Anthony Elechi アンソニー・エレチ

Tromsø Storm
- Position: Forward
- League: BLNO

Personal information
- Born: August 10, 1993 (age 31) Elmont, New York
- Nationality: American
- Listed height: 6 ft 8 in (2.03 m)
- Listed weight: 235 lb (107 kg)

Career information
- High school: Elmont Memorial (Elmont, New York)
- College: Labette Community College (2012–2014); Morehead State (2014–2016);
- NBA draft: 2016: undrafted
- Playing career: 2016–present

Career history
- 2016–2017: Glasgow Rocks
- 2017–2018: Passlab Yamagata Wyverns
- 2018–2019: Surrey Scorchers
- 2019–2020: CP La Roda
- 2020–present: Tromsø Storm

= Anthony Elechi =

American professional basketball player

Anthony Elechi (born August 10, 1993) is an American professional basketball player for the Tromsø Storm of the BLNO. His first pro contract was with the Glasgow Rocks in the BBL for the 2016–2017 season.
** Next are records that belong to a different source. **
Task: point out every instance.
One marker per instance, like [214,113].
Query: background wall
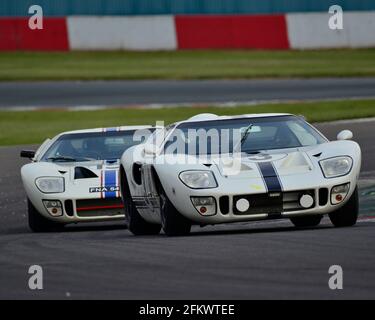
[148,7]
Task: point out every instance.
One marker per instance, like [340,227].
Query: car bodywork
[91,188]
[269,184]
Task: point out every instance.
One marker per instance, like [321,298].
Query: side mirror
[150,149]
[27,154]
[345,135]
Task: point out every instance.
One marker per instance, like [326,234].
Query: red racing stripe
[232,32]
[15,34]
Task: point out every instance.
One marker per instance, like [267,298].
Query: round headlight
[336,167]
[50,184]
[198,179]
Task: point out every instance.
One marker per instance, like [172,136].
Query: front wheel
[174,224]
[306,221]
[347,215]
[38,223]
[136,224]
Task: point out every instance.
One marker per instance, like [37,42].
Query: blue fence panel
[146,7]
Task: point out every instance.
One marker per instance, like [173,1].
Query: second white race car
[74,177]
[285,168]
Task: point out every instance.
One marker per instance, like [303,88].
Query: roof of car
[213,117]
[123,128]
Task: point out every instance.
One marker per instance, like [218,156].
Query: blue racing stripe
[110,181]
[270,176]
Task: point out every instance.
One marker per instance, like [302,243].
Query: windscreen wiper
[246,133]
[62,158]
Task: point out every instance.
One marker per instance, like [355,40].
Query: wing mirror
[150,149]
[27,154]
[345,135]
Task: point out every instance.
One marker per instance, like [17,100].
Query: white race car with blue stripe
[74,177]
[263,166]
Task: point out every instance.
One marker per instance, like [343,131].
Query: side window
[304,137]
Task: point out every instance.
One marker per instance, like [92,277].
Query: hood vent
[83,173]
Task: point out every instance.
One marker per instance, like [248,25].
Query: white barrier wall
[122,33]
[311,31]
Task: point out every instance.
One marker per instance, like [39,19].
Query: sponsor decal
[104,189]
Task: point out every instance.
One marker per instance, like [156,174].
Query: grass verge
[16,66]
[29,127]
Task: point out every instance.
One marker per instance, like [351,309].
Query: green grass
[29,127]
[185,65]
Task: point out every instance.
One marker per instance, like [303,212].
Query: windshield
[250,135]
[90,146]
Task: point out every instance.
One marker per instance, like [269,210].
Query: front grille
[99,207]
[273,203]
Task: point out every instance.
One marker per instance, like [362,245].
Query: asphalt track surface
[262,260]
[127,93]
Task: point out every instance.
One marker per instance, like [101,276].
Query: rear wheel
[38,223]
[136,224]
[347,215]
[174,224]
[306,221]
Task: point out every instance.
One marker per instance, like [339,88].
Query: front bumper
[262,204]
[83,210]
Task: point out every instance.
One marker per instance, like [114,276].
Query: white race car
[263,166]
[74,177]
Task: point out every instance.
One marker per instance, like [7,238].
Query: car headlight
[198,179]
[336,167]
[50,184]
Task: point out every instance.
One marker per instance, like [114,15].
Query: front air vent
[83,173]
[224,204]
[323,196]
[69,208]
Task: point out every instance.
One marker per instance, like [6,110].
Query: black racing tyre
[136,224]
[347,215]
[173,223]
[38,223]
[306,221]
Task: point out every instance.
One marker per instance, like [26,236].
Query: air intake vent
[83,173]
[224,204]
[323,196]
[69,208]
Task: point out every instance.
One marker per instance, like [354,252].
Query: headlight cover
[198,179]
[336,167]
[50,184]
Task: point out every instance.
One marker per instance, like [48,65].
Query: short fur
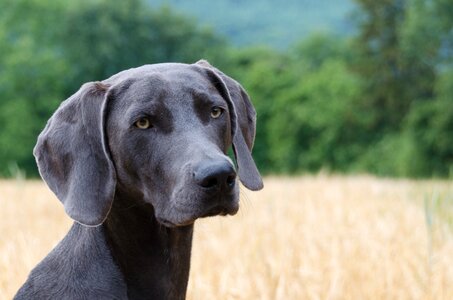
[135,193]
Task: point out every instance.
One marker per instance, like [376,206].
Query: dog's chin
[181,221]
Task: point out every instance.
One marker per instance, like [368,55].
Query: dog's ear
[73,156]
[243,124]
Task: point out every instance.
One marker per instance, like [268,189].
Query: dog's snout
[215,175]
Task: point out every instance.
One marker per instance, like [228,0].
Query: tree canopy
[379,101]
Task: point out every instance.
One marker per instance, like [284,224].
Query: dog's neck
[154,259]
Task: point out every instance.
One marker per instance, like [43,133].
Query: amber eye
[216,112]
[143,123]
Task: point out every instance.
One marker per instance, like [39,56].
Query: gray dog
[136,159]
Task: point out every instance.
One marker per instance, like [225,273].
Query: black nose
[215,175]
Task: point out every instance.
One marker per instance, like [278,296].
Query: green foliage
[379,102]
[51,48]
[274,23]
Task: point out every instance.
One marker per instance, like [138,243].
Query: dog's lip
[170,224]
[221,209]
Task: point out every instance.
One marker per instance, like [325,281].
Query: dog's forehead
[173,84]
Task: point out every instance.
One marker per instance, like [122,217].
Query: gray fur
[134,193]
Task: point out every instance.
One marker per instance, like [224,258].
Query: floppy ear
[73,156]
[243,125]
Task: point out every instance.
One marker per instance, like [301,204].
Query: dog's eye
[143,123]
[216,112]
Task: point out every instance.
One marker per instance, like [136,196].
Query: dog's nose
[215,175]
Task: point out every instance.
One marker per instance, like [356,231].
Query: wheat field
[312,237]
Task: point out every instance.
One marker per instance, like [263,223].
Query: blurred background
[345,86]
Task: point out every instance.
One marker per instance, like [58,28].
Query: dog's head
[158,133]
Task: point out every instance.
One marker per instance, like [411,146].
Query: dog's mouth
[217,210]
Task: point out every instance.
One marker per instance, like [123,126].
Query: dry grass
[301,238]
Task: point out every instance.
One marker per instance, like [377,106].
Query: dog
[136,159]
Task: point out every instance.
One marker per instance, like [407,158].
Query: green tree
[49,49]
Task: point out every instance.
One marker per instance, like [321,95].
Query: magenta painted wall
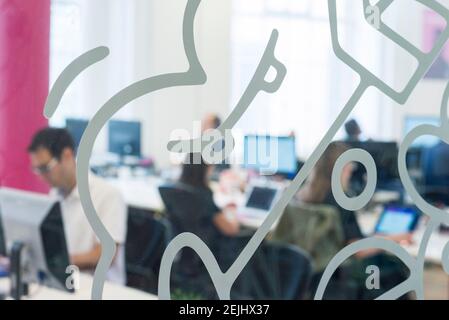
[24,72]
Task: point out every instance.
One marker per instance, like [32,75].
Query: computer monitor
[76,128]
[125,138]
[397,220]
[270,154]
[35,222]
[412,122]
[436,172]
[385,155]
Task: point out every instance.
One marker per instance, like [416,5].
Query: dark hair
[54,140]
[318,185]
[352,127]
[194,171]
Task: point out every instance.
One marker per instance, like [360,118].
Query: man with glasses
[52,154]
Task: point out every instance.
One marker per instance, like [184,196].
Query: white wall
[145,37]
[159,49]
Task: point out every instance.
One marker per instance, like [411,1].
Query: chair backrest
[315,228]
[185,209]
[146,241]
[275,272]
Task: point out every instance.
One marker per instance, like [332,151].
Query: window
[317,85]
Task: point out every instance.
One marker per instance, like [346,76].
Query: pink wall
[24,72]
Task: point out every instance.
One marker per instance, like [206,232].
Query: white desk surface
[144,193]
[111,291]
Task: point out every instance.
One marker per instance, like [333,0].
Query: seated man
[52,154]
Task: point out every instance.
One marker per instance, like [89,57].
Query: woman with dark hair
[318,191]
[195,174]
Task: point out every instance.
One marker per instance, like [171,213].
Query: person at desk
[212,121]
[52,154]
[318,191]
[353,131]
[196,175]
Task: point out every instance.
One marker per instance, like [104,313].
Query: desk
[111,291]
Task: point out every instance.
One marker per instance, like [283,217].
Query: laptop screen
[397,220]
[261,198]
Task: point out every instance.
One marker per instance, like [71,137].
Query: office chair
[185,208]
[275,272]
[146,240]
[318,231]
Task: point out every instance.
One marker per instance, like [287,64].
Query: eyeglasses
[46,168]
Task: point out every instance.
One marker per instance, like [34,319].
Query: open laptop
[397,220]
[260,199]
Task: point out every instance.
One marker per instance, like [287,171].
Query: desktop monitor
[76,128]
[125,138]
[270,154]
[35,221]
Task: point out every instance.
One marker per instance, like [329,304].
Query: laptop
[260,199]
[397,220]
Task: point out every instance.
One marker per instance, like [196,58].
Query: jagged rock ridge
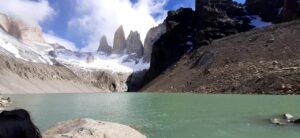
[104,47]
[152,36]
[119,45]
[134,45]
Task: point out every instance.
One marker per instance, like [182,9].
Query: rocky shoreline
[88,128]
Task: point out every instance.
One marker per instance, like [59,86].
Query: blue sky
[82,23]
[64,12]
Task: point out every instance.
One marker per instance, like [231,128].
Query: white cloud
[52,38]
[27,10]
[102,17]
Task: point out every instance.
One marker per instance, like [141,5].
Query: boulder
[134,45]
[152,36]
[4,22]
[284,119]
[104,47]
[25,31]
[88,128]
[119,45]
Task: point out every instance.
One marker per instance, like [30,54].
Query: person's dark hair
[17,124]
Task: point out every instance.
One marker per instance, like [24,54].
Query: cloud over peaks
[27,10]
[95,18]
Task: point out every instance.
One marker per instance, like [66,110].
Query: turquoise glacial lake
[170,115]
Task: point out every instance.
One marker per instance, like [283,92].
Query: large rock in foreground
[88,128]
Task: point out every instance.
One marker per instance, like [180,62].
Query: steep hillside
[19,76]
[261,61]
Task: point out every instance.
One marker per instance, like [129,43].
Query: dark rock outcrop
[220,18]
[261,61]
[152,36]
[104,47]
[291,10]
[268,10]
[174,43]
[134,46]
[274,10]
[187,29]
[119,45]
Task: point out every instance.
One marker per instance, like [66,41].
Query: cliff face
[187,30]
[104,47]
[262,61]
[259,61]
[4,22]
[177,40]
[119,45]
[24,31]
[152,36]
[274,10]
[134,45]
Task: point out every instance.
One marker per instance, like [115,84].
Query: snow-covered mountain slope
[99,61]
[34,52]
[92,71]
[48,54]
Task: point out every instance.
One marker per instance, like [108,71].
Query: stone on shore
[88,128]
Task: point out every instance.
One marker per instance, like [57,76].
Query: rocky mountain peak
[152,36]
[119,45]
[134,45]
[25,31]
[4,22]
[104,47]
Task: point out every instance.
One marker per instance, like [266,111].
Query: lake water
[170,115]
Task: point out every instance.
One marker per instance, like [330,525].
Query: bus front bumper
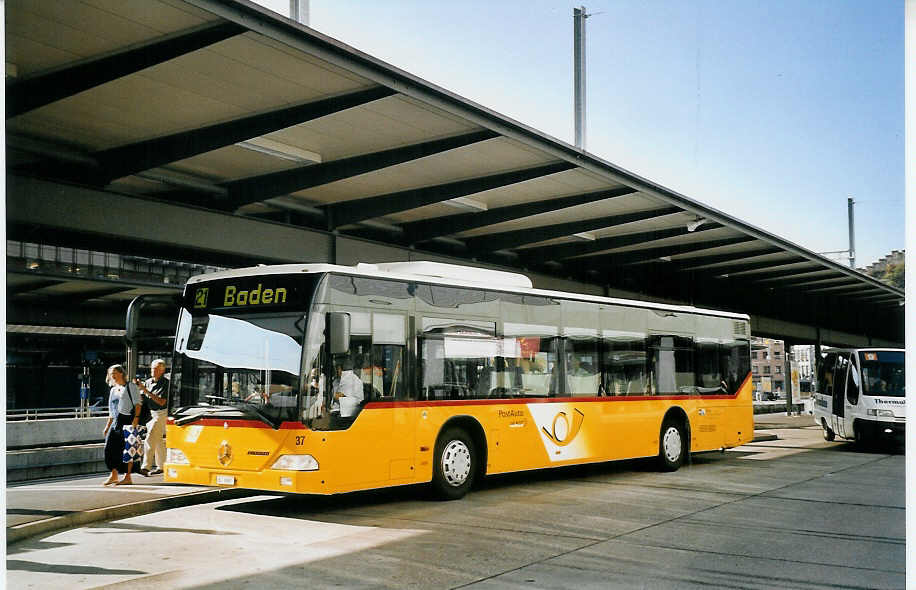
[302,482]
[882,430]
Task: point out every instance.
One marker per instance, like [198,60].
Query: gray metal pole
[579,17]
[299,11]
[852,233]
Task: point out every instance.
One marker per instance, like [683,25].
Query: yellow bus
[323,379]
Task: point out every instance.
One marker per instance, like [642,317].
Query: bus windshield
[882,373]
[237,365]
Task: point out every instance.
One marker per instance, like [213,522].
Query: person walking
[114,443]
[128,414]
[155,392]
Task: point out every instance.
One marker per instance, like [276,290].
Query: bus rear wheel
[672,445]
[455,463]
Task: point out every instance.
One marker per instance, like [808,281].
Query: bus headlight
[176,457]
[296,463]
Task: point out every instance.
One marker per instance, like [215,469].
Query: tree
[894,275]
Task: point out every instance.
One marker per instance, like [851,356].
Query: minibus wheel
[455,462]
[829,435]
[672,445]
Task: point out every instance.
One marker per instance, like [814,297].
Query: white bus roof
[452,275]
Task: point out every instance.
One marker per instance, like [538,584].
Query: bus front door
[840,373]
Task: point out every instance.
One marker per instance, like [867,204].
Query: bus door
[377,437]
[823,394]
[840,373]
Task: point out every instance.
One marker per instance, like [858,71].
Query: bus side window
[852,383]
[825,374]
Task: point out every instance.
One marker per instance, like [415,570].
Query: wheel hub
[671,443]
[456,463]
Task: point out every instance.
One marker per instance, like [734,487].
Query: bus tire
[672,445]
[829,435]
[455,462]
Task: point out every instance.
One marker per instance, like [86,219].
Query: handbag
[133,442]
[145,413]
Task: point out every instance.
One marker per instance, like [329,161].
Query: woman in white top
[128,412]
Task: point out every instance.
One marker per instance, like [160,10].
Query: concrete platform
[50,505]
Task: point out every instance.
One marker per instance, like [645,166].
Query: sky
[773,111]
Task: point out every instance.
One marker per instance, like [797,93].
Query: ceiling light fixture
[280,150]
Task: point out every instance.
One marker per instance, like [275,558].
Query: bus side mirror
[339,328]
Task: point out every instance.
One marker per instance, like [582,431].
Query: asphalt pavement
[46,506]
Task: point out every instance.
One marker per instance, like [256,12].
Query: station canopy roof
[226,106]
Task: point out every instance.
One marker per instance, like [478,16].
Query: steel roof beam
[514,239]
[258,188]
[842,288]
[736,262]
[808,281]
[796,275]
[428,229]
[357,210]
[43,89]
[83,296]
[151,153]
[650,255]
[29,287]
[569,250]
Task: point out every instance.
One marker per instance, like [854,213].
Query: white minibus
[860,394]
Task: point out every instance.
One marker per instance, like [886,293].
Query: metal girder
[264,186]
[796,275]
[514,239]
[700,263]
[427,229]
[842,288]
[560,251]
[806,282]
[83,296]
[341,214]
[653,254]
[888,296]
[42,89]
[151,153]
[29,287]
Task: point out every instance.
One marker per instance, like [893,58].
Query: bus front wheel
[672,445]
[455,464]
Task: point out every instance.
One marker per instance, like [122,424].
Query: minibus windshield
[883,373]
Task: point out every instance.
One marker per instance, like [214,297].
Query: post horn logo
[224,453]
[563,432]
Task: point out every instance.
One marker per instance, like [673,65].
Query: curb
[56,524]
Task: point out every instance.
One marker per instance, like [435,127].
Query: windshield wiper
[206,411]
[261,415]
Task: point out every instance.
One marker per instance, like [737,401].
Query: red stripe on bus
[244,423]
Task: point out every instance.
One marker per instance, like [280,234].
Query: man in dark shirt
[155,391]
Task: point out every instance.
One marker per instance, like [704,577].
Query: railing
[55,413]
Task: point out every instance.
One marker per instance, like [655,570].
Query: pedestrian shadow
[53,568]
[37,512]
[28,545]
[129,527]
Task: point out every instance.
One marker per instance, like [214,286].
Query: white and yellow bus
[324,379]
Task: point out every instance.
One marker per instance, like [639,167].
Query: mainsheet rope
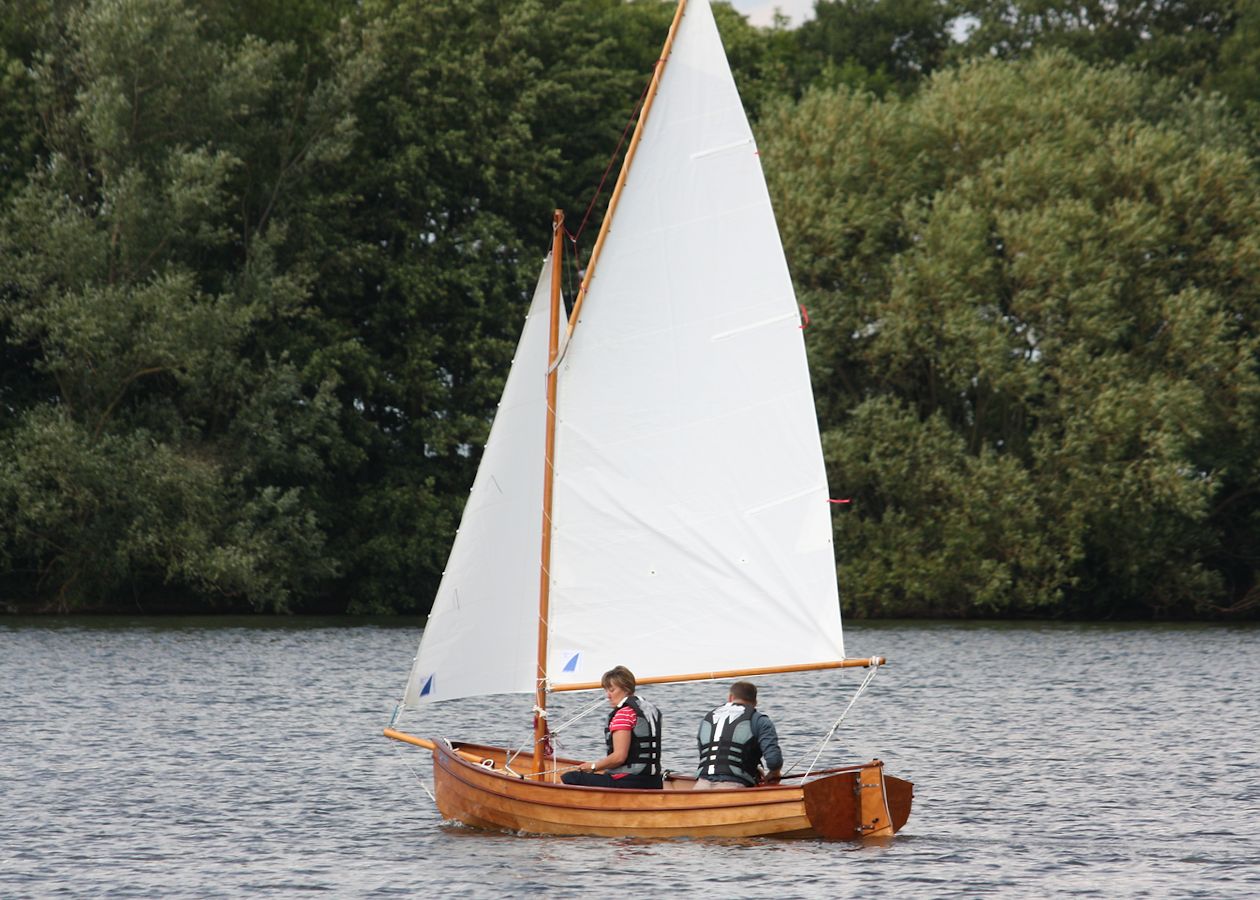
[827,738]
He spent the 2017–2018 season playing for Passlab Yamagata Wyverns in Japan. He played for Surrey Scorchers, returning to the BBL for the 2018–2019 season. Elechi spent the 2019–20 season in the Spanish LEB Plata for CP La Roda, averaging 9.7 points and 5.2 rebounds per game. On July 28, 2020, Elechi signed with the Tromsø Storm.